The one who is also chief Whip of the opposition ahead of the problem that this decision posed for people with chronic renal failure treated by hemodialysis. To date, the insurance Plan Ontario health (OHIP), the Régie de l’assurance maladie du Québec (RAMQ), ontario, reimburses $ 210 per treatment performed abroad, patients have to receive several per week. This will not be the case as of October 1, 2019.

According to the canadian Registry of insufficiencies and organ transplants (CORR), 9 532 Ontarians whose kidneys were not working were treated by hemodialysis in Ontario, in 2017. “For those people, provincial health insurance is often the only insurance they can get” to cover the costs of their haemodialysis received abroad, ” said Ms. Gélinas, in interview to the Newspaper of insurance. No patient can bring his machine around with him. It would have to be accompanied by four big movers for the do. “However, some people dialysis do not have the choice to travel, whether for study, work or visit their family.

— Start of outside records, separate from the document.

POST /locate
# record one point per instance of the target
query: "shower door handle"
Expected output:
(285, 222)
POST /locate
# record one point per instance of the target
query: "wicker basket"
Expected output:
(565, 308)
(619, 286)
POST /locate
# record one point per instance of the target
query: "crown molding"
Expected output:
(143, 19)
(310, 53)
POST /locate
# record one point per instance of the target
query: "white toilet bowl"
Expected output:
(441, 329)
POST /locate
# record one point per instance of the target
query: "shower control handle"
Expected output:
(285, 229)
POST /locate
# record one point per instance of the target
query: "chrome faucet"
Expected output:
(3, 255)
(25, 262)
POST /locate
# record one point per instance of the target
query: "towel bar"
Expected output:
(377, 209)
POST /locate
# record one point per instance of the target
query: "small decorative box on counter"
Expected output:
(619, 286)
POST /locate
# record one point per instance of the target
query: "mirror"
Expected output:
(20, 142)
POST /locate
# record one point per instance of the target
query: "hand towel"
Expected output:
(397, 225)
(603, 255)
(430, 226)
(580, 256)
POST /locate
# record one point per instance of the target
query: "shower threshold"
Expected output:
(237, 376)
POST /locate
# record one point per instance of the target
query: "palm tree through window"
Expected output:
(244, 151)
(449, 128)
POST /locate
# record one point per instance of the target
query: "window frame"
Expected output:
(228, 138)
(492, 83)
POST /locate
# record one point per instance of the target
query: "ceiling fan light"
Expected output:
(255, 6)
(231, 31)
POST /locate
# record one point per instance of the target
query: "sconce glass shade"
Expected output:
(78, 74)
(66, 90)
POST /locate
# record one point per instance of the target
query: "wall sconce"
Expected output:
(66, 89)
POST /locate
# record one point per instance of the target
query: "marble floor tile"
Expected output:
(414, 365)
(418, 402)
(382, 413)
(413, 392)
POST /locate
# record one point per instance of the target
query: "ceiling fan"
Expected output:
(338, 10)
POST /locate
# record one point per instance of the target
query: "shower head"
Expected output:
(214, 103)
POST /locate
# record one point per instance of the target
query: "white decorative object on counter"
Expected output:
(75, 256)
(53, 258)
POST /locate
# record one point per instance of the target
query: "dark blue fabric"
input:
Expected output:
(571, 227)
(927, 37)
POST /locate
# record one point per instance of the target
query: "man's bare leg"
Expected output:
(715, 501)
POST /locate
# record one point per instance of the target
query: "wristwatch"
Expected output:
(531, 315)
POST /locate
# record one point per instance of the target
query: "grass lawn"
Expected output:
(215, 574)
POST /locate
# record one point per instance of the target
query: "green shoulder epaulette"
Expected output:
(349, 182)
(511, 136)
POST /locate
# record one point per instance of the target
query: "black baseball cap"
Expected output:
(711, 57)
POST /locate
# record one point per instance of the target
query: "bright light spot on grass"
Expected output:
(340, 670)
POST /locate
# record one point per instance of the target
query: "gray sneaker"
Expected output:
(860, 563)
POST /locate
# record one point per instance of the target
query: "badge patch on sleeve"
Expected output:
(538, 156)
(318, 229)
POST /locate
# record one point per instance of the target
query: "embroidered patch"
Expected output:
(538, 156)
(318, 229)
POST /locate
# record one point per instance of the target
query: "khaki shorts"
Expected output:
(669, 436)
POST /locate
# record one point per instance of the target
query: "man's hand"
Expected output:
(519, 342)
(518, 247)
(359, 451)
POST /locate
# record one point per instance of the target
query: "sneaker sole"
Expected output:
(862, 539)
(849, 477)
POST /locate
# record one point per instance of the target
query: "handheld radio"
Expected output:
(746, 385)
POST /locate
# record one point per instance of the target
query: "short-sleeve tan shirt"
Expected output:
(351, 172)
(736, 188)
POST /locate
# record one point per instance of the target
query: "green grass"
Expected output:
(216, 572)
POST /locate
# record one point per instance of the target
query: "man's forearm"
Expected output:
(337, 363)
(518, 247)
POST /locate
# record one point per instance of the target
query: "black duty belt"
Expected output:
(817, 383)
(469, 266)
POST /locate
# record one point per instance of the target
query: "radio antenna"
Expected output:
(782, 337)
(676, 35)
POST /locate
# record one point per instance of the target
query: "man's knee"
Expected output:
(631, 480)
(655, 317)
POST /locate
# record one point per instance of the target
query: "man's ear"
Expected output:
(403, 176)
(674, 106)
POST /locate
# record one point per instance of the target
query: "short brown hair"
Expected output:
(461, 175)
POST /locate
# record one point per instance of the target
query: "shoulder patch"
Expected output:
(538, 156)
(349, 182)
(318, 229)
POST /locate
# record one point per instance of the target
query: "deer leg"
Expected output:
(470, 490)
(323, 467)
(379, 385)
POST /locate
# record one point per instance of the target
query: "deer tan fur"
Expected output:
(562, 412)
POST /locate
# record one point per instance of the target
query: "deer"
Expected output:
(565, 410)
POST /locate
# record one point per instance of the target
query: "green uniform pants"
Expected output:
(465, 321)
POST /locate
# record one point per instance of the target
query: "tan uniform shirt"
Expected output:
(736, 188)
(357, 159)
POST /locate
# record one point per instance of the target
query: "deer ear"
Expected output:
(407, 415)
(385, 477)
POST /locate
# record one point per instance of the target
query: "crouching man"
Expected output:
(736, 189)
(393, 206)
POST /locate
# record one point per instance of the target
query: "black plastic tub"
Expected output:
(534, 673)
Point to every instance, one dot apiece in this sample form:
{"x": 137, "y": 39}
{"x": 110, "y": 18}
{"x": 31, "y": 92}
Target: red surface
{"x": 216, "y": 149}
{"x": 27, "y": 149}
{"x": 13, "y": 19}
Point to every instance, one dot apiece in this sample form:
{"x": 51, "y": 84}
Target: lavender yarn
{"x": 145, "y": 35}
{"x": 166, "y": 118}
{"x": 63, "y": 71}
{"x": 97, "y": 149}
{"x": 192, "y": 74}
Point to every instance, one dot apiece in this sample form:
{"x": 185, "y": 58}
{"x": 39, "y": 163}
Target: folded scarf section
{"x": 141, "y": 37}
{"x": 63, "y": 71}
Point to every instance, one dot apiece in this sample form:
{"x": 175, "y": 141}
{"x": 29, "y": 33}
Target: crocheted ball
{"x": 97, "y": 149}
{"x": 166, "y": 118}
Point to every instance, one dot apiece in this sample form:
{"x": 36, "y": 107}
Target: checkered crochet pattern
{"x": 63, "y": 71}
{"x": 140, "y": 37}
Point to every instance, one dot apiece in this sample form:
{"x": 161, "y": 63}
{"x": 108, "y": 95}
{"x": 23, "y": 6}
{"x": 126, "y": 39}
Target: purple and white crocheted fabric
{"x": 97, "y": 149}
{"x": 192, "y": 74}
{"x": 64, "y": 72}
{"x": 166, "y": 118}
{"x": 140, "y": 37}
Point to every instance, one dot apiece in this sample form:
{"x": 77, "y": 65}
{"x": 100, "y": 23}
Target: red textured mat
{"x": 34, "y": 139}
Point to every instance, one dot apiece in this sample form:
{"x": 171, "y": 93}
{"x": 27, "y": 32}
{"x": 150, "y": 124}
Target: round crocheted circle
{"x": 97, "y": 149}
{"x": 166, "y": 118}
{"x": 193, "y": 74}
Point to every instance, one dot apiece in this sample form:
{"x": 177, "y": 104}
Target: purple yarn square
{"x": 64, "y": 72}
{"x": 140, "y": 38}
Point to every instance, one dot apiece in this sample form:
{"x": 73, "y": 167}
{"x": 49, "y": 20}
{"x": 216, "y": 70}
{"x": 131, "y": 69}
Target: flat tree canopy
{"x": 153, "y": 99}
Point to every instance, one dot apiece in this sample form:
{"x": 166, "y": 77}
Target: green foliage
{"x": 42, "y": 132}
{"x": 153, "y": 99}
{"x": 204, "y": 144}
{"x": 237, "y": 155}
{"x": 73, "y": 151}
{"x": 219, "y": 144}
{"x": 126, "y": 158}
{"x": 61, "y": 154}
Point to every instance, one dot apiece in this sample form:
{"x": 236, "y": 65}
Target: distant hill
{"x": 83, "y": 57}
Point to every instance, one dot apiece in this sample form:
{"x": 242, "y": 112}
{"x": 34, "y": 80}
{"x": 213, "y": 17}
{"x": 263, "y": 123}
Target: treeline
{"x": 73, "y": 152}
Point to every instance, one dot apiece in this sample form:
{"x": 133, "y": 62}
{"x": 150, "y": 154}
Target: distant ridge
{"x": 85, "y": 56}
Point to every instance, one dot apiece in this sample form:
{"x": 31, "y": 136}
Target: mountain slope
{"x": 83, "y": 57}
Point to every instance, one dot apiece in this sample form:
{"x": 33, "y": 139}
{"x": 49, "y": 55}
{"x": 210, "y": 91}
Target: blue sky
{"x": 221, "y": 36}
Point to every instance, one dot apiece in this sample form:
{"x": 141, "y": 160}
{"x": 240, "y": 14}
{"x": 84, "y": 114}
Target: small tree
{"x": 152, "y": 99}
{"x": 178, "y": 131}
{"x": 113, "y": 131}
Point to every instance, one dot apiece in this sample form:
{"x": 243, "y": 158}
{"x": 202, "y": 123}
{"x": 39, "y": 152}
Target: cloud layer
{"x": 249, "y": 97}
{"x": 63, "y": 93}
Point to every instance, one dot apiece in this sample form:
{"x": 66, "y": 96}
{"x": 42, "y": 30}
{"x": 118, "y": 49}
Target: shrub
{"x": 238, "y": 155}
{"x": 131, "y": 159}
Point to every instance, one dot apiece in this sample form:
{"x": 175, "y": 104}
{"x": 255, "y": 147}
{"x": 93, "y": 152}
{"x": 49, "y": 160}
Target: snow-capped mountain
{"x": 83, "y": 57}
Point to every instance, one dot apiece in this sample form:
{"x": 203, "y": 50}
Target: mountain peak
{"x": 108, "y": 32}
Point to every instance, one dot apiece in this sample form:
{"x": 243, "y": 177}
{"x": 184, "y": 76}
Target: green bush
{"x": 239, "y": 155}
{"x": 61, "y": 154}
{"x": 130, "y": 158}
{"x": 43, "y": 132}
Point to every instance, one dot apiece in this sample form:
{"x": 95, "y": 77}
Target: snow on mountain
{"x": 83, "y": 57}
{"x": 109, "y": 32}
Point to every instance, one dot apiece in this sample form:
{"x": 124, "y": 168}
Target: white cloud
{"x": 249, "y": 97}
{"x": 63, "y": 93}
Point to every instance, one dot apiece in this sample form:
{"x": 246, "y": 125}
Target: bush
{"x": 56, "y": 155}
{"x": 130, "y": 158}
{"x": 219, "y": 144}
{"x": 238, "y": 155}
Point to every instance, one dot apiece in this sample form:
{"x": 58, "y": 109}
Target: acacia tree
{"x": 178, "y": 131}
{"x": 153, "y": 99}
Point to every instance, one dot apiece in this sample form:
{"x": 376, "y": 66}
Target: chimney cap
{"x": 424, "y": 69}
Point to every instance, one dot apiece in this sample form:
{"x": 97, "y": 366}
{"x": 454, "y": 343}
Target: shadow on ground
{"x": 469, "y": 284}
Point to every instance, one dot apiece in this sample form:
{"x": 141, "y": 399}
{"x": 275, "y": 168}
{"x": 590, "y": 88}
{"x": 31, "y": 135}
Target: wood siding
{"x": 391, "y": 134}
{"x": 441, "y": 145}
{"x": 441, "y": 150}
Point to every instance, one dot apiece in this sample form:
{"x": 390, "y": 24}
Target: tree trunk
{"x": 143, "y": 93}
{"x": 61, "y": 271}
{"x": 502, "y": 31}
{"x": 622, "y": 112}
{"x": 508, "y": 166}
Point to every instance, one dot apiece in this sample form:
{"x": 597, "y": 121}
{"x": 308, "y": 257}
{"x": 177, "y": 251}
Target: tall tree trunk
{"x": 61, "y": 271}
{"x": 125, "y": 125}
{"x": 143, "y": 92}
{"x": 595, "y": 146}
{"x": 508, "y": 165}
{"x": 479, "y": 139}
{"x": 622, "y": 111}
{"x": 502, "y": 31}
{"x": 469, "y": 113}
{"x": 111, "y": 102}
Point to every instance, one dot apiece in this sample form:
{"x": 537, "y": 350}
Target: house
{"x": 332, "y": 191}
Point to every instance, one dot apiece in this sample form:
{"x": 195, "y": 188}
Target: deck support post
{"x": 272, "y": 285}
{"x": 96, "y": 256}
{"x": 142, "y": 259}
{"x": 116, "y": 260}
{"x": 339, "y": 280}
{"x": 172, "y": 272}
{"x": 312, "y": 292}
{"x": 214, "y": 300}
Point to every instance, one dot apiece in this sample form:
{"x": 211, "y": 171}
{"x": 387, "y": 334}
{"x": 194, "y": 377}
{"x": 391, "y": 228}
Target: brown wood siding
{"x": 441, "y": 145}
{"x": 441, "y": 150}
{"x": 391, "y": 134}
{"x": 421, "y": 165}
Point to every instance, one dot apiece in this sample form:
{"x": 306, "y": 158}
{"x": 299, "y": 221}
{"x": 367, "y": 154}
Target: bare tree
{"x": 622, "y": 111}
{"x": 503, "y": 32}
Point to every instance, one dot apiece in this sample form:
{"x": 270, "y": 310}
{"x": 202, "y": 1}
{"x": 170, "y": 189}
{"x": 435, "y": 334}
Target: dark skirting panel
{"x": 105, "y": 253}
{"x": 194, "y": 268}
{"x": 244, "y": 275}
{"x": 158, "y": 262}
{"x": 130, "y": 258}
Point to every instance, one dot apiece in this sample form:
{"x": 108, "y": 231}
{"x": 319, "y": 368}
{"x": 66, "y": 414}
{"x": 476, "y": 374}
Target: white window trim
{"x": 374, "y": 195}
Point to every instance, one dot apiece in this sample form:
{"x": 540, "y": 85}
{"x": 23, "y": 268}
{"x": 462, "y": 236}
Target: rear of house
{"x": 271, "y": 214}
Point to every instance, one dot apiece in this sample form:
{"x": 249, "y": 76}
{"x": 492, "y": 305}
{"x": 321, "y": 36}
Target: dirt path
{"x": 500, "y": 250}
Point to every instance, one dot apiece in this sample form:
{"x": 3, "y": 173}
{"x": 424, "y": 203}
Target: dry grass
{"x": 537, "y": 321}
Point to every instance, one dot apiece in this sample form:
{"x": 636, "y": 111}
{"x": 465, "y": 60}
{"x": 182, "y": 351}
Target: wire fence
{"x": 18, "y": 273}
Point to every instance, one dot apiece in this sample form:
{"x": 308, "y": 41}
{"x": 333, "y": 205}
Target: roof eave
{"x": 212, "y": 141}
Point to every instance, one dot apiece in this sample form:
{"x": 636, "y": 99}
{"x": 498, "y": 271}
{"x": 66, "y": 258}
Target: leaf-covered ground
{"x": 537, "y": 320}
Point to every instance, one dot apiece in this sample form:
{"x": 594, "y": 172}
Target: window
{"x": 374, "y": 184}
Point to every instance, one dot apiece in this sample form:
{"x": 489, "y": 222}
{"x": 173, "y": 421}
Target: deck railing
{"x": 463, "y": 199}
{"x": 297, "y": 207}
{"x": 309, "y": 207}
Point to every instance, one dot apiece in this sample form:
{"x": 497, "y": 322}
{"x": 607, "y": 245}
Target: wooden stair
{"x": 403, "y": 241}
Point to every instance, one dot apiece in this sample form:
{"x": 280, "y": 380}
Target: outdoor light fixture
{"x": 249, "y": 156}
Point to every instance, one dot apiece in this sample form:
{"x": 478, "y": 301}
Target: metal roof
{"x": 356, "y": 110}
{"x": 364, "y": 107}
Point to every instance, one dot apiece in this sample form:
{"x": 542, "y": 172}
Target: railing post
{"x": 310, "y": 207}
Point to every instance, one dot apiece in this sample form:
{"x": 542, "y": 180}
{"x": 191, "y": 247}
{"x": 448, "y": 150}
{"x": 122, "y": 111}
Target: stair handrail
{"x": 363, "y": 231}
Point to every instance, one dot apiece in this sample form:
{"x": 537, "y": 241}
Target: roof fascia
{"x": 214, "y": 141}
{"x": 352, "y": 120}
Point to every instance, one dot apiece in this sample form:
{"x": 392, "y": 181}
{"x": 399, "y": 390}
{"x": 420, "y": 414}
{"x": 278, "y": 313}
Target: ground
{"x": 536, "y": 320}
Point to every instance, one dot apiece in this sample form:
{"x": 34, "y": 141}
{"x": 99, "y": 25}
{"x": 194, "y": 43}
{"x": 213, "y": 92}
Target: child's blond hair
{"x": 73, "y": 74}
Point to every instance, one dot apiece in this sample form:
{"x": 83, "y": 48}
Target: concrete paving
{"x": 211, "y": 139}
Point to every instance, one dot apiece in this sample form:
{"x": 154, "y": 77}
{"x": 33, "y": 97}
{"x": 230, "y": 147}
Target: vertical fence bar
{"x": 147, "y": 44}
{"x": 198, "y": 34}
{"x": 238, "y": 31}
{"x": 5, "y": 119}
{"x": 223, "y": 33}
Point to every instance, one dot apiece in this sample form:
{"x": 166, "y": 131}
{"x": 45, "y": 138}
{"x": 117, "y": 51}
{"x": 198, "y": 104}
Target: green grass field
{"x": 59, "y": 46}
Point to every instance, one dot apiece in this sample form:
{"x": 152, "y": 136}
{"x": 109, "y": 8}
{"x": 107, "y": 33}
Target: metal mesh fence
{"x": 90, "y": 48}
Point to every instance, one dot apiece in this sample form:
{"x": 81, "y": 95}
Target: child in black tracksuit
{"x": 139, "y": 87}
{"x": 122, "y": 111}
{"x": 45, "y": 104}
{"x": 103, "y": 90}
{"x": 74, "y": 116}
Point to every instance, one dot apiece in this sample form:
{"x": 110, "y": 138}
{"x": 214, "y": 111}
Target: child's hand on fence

The insurers to the rescue ?

Christine Elliott, minister of ontario Health and long-term Care, has been taken on this subject. Since then, it exchanges with stakeholders “to protect the ability of hemodialysis patients to travel safely abroad and to better understand the challenges these people face,” says his spokesperson, Hayley Chazan, in the Journal of the insurance.

On the occasion of a meeting with dialysis, the minister ” told them that she would find a solution to ensure that they are insured. The patients had the impression that she would force insurers to sell them insurance, ” says France Gélinas. “I don’t know of any insurance companies that do volunteer work. Even if they include the hemodialysis in their blankets, if they sell at prices that patients can’t pay, this is not a solution, ” she continued.

Face it, Hayley Chazan belies that allegation : “let this be clear : the minister Elliott does not require insurance companies to cover people who require haemodialysis when they travel outside of Canada. This is not part of the conversations going on between our government and the stakeholders. “

Solicited by the Journal de l’assurance, l’Association canadienne des compagnies d’assurances de personnes (CLHIA) indicates that it does not wish to comment ” for the moment “.

A decision outside the law ?

While the outcome of these discussions is still uncertain, France Gélinas “fingers crossed” for the minister to “reconsider” its decision. The mp wants the Ontario continues to cover all Ontarians traveling outside of Canada. To the extent that “the federal government” helps “, because it would no longer cover the Ontarians abroad contravenes the canada health Act (CHA), she said.

“The provincial health insurance must follow the insured from one canadian province to another, as well as outside of Canada. This is one of the five conditions for the province to receive funding from the federal government. From the 1st of October, we will respect more this condition. Ontario turns its back on this important piece of legislation and goes to a two-tier system, ” said Ms. Gélinas. In response, the spokesman for Christine Elliott states that “the LCS is a federal law” and that ” to determine if a province violates the LCS is a federal issue “.

In fact, the condition of ‘portability’, enshrined in article 11 of the LCS provides that provincial health insurance to ” ensure the payment of the amounts for the cost of insured health services provided to insured persons temporarily absent from the province “. The act specifies that, if these services are provided to foreign countries “, the amount should be equivalent to this ” that would have been paid by the province for similar services provided in the province “. The canadian provinces must meet this requirement ” to be entitled to the full contribution of monetary Transfer as a canadian health “, the law says.

Contacted by the Journal of insurance, Health Canada had not responded at the time of writing these lines. Each year, approximately 20,000 Ontarians have recourse to the programme of the OHIP covering a portion of the health costs incurred by Ontario residents outside of Canada. This service costs between 10 and 12 million dollars per year to the ontario government.